Macy Bokhari felt anonymous at the University of Maryland, College Park, and disconnected from the professors to whom she looked for inspiration.
So before her first semester was up, she adjusted her sights to another state university, up the interstate in Catonsville.
On Wednesday, Bokhari, now a senior at the University of Maryland, Baltimore County, held court in flowing robes of red silk, the formal garb of her native Saudi Arabia. She spoke to a stream of fellow students about her research on the implications of the Arab Spring protests for women's rights in the Middle East.
Bokhari was one of about 230 students presenting research projects at UMBC's 16th annual Undergraduate Research & Creative Achievement Day. It's like a middle-school science fair, only for college-age people of intimidating drive and intellect.
For Bokhari, the day culminated an educational experience that has lived up to her wildest dreams, one in which professors pushed her to the next idea or research opportunity.
"I couldn't have been happier since I arrived here," she said of UMBC. "I would never have known to do this research without my mentor."
A focus on undergraduate research has been one of the pillars of UMBC's ascent under President Freeman A. Hrabowski III. U.S. News & World Report regularly places the university on a list of 10 research institutions that excel at undergraduate teaching. And students are pushed to consider serious research from the moment they arrive as freshmen.

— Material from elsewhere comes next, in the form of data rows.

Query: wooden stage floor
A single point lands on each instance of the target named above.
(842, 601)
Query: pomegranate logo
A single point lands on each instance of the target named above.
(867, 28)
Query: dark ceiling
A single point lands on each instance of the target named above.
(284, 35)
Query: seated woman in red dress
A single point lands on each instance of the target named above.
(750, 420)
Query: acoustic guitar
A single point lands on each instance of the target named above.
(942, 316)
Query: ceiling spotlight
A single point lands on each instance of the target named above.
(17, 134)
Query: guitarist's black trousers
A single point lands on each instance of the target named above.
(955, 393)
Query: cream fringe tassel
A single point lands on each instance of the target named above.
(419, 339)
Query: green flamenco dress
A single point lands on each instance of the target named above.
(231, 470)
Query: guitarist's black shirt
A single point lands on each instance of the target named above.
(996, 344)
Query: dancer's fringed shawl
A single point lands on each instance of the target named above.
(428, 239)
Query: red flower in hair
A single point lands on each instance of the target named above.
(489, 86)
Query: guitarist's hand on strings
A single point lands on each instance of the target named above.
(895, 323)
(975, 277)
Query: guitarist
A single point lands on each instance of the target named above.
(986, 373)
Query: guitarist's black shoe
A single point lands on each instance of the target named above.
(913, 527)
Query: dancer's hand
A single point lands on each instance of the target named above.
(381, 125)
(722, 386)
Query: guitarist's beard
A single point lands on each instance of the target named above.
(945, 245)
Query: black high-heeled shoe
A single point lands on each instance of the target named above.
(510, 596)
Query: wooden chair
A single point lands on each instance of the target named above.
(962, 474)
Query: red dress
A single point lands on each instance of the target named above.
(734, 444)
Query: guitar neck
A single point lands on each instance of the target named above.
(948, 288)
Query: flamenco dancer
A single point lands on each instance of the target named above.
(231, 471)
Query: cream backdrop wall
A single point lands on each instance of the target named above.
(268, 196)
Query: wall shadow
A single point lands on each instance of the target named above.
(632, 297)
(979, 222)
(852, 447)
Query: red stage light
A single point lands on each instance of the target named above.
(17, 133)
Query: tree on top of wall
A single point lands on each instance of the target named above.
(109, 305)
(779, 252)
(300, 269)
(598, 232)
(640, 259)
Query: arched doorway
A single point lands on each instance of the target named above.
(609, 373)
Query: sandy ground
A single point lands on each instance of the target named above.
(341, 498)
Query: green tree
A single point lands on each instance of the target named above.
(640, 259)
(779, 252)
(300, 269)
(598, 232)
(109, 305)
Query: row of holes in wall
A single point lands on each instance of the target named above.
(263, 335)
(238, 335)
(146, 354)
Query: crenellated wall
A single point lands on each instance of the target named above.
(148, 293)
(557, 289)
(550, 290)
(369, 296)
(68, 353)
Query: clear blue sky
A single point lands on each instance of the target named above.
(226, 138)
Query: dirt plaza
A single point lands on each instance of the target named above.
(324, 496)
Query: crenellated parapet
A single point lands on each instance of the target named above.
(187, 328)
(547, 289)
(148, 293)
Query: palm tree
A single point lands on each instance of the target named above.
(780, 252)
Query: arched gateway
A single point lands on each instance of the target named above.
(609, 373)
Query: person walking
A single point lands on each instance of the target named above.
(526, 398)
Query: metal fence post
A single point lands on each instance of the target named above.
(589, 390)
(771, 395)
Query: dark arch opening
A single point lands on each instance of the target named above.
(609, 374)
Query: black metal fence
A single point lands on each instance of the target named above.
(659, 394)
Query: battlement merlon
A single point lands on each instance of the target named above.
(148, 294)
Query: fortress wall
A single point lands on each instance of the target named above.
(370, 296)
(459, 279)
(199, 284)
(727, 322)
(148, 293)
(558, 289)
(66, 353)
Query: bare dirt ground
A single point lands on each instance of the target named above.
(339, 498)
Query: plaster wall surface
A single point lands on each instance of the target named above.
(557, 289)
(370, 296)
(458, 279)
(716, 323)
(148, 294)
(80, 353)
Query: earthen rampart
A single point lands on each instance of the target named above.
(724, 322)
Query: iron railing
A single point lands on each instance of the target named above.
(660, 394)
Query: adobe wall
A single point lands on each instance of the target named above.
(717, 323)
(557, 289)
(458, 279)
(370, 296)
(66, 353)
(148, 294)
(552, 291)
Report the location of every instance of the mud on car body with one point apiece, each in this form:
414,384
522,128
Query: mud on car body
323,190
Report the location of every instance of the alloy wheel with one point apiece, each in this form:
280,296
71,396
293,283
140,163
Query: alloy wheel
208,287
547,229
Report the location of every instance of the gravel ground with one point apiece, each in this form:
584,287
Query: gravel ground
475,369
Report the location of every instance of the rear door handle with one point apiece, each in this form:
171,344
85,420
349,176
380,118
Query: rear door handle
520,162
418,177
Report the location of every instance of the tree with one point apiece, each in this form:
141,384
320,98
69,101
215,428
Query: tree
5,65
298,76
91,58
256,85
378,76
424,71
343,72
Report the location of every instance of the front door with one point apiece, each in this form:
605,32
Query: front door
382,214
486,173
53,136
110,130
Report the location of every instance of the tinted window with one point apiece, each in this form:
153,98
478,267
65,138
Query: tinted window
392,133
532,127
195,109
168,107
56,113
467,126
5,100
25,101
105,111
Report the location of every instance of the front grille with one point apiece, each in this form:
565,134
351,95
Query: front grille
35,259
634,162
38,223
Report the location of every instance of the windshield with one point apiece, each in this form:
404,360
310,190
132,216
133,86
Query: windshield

The university is one of the few to publish a journal exclusively devoted to undergraduate research, and every year, UMBC awards $1,500 research grants to about 50 undergraduates. The research and creative achievement day, held every April, is a highlight for hundreds of students like Bokhari, who have worked on projects for a year or more.
About 2,000 people show up every year to watch these undergraduates present their work in every discipline, from chemical engineering to global economics to dance.
"It's one of my favorite days on campus," said Kerry Kidwell-Slak, who works at the university's Shriver Center. "There's so much energy."
Hrabowski likes to say that the essence of education is asking good questions. "Undergraduate research focuses on just that," he said Wednesday. "Good thinking."
The president also could not resist a lighter nod to his recent recognition by Time magazine as one of the world's 100 most influential people. The night before, Hrabowski told students, he attended a gala with the other honorees in New York. "I'm probably the only person in here who wouldn't know that the young woman I was talking to last night was Rihanna," he said, drawing laughs with his reference to the popular singer, who joined him on the Time list.
Bokhari's display on women in the Middle East stood next to one titled "Modified Carbocyclic Nucleosides as Antiviral Agents." Nearby, visual arts major Hannah Skolnick presented a Web-based re-creation of a Renaissance art tour in Florence.
Skolnick set up at a table just vacated by seniors Dagmawi Tilahun and Kevin Tran, who were showing off low-cost incubators they had designed to aid families with premature babies in India and Ethiopia. The idea grew out of a project assigned last fall in professor Govind Rao's class on the use of sensors in chemical engineering. This summer, the students will travel with Rao to India to continue work on the incubators.
"It's really a combination of medicine, engineering and entrepreneurship," said Tran as he showed off one of the incubators, a wood-framed box with plastic windows and wires running in and out.
Tilahun, who grew up in Ethiopia, said he was "the type of guy who took a class in pretty much every department, because I didn't know what I wanted to do."
Like Bokhari, he found that UMBC set his mind to churning. "All you need to do is have some interest," he said, "and the professors here are willing to work with you to get you going in that field."
Tilahun said he found Rao's work a perfect fit, because he gets to tinker with devices while also thinking about medical needs around the world. "If you find yourself being excited by work, then you're doing something you love," he said. "Every time I do this research, it feels like kind of a break to me."
For Bokhari, the study of Middle Eastern women flowed in part from her experience growing up with a mother who left Saudi Arabia to pursue an academic career in social work. "We're the weirdos who live in America," the Columbia resident said, describing the outlook of her Saudi relatives.
In studying the Arab Spring, she was intrigued to find that Saudi women achieved many victories by asking for small, specific reforms, rather than calling for a total overthrow of government.
After graduate school, Bokhari hopes to parlay her fluency in Arabic, French and English into a career in global conflict resolution. No matter where she ends up, however, she said she'll remember UMBC as the place that stoked her intellectual curiosity.
"I tell all my neighbors to send their kids here," she said.